I had the same thought and, indeed, that's how my emulator does it too. However, half way through posting my "there's tons of emulators out there that do cycle-by-cycle emulation, I re-read the original suggestion.thefox wrote:I initially thought that too, but actually it does emulate cycle by cycle. Check the functions which handle different addressing modes (AM_xxx), every MemGet()/MemSet() increases cycle count.NESICIDE wrote:I didn't come to that conclusion looking at the source for v0.975.tepples wrote:I seem to remember Nintendulator emulates cycle by cycle like that.
The *difference* between the way we do it and the suggestion is that the LDA function proposed takes a number of cycles to run as an argument, keeps track of the current cycle of the LDA instruction statically, and returns when the passed-in number of cycles has been exhausted or when the instruction completes [whichever occurs first]. So, the LDA function may be called with a cycle count of 1 in which case it would only execute *one* memory-access cycle part of the LDA and then return.
I do BRK/NMI/IRQ that way just so I can get the granularity necessary to pass the CPU interrupt tests. I thought about redoing my CPU core entirely to make every instruction have a cycles parameter and return when the cycles were depleted, not necessarily when the instruction was completed. But I wonder if an easier approach would be to just have a subordinate catch-up routine in the PPU that is called whenever the CPU notices that the number of cycles its been asked to emulate has been depleted. That way the PPU can change state mid-CPU-instruction and the CPU can react as necessary. Of course there'd need to be some way to stop the thing, otherwise the CPU would just keep asking for more from the PPU forever.

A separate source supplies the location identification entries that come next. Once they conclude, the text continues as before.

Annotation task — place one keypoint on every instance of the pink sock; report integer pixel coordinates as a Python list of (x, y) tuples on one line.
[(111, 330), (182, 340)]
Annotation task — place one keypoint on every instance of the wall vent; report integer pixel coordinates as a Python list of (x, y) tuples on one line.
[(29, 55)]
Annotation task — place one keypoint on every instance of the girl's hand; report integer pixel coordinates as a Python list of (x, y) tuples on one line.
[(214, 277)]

I think there's two "cycle-based" ideas that conflict. One is the independent cycle-based component idea, where each core runs one cycle at a time exactly as its hardware equivalent would do. Then there's the cycle-synced components idea where each component is cycle-based and also synced at its cycle-granularity to the other components. For the CPU/APU this is easy since they're 1:1. For the CPU/PPU whenever the CPU runs one cycle the PPU should have run 3 or 3.2. But, in both our cases the CPU could run ahead of the PPU because it might be doing multiple reads/writes to satisfy the completion of an LDA. In my emulator the first two cycles of any instruction are broken apart so that the PPU/CPU are cycle-synced for those two cycles. But once the instruction begins operation, the CPU will jump ahead of the PPU depending on how many cycles remain to be done for the instruction.
Intersting thought...I might have to crack open my CPU core again. 8)